A gestação é um estado de hipercoagulabilidade natural, para proteção de grandes sangramentos durante o parto. Outra condição é a síndrome do anticorpo antifosfolípide (SAAF), que está associada a tromboses arteriais e venosas, além de abortamentos recorrentes. O diagnóstico é confirmado pela presença de anticorpos anticardiolipina, anticoagulante lúpico e anti-beta2-glicoproteína I.

  • Tratamento das Trombofilias

O tratamento inclui o uso de anticoagulantes orais e parenterais para prevenir tromboses. Em gestantes com histórico de trombose, pode-se indicar profilaxia.

Anticoagulantes: Tipos e Mecanismos de Ação

  • Anticoagulantes Orais

Entre os anticoagulantes orais, temos algumas classes com algumas indicações e contra indicações específicas.
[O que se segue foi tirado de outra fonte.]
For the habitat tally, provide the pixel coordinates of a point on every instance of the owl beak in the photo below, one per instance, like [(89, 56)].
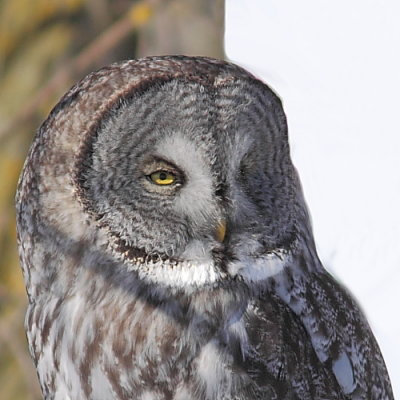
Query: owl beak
[(220, 231)]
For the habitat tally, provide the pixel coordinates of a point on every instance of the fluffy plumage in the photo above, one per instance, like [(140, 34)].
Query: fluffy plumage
[(131, 295)]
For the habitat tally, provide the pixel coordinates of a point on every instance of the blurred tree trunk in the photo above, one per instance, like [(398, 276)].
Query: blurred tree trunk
[(190, 27)]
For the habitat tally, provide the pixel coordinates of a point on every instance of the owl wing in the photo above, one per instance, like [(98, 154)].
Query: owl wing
[(282, 360), (338, 332)]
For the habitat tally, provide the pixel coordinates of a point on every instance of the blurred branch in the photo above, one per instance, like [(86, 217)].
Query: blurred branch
[(137, 16)]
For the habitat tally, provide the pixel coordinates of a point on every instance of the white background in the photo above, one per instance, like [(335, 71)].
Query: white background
[(336, 66)]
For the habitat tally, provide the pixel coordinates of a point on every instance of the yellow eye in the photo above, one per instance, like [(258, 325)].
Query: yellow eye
[(162, 178)]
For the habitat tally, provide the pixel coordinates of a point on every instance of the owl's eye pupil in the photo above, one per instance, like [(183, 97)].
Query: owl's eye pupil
[(162, 177)]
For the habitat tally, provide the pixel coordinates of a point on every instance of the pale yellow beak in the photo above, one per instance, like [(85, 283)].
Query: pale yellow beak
[(220, 231)]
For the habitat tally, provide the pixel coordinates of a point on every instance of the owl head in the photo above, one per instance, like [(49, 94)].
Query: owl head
[(177, 167)]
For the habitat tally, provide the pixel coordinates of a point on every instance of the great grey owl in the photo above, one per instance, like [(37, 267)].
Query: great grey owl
[(167, 248)]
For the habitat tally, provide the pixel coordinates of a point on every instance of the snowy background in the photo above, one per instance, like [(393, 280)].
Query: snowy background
[(336, 66)]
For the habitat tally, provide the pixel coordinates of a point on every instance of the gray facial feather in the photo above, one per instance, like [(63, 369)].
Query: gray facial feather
[(132, 295)]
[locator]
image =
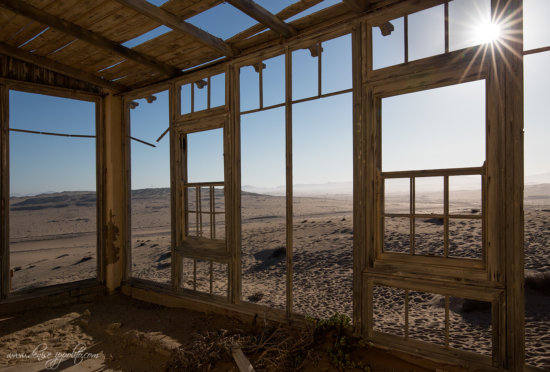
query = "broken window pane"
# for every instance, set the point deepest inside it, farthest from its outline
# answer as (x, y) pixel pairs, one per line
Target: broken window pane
(305, 75)
(336, 64)
(53, 207)
(426, 33)
(389, 49)
(150, 190)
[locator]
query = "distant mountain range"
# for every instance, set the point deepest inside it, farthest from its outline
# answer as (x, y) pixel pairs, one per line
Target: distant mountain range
(534, 185)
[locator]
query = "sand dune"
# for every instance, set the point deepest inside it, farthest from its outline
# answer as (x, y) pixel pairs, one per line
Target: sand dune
(53, 240)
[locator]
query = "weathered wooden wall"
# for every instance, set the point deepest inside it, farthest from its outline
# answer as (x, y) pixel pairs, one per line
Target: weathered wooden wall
(16, 70)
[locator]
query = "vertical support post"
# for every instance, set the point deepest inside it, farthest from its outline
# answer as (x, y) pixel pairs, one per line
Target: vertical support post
(406, 41)
(178, 195)
(446, 11)
(359, 196)
(289, 188)
(233, 184)
(510, 15)
(116, 255)
(446, 214)
(4, 193)
(413, 212)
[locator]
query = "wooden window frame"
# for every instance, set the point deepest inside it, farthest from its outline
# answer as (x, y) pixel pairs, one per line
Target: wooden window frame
(5, 87)
(455, 268)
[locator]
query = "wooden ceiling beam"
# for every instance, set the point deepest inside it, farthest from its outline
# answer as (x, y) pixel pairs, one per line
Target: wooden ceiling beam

Iniciando pela classe dos dicumarínicos, tendo como principal representante a varfarina, atua inibindo os fatores  de coagulação dependentes de vitamina K. Com esta classe devemos ter cuidado com alguns medicamentos e alimentos que podem interferir na absorção da varfarina, assim como na monitorização da dose adequada, controlada de forma regular a partir do INR. Existem também os Novos Anticoagulantes Orais (NOACs), incluindo os inibidores diretos da trombina (dabigatrana) e os inibidores do Fator Xa (rivaroxabana, apixabana). Estas medicações são mais seguras, não necessitando de controle laboratorial tão intenso. 

  • Anticoagulantes Parenterais

As heparinas, são anticoagulantes extraídos da mucosa intestinal de origem suína ou bovina, divididas em Heparina não fracionada (HNF) e Heparina de baixo peso molecular (HBPM).  A heparina não fracionada tem curta duração e é usada em emergências, sendo reversível com protamina. A heparina de baixo peso molecular possui maior tempo de meia vida e é mais segura, sendo uma opção segura na gestação. O fondaparinux, derivado das heparinas,  é uma alternativa para pacientes com trombocitopenia induzida por heparina.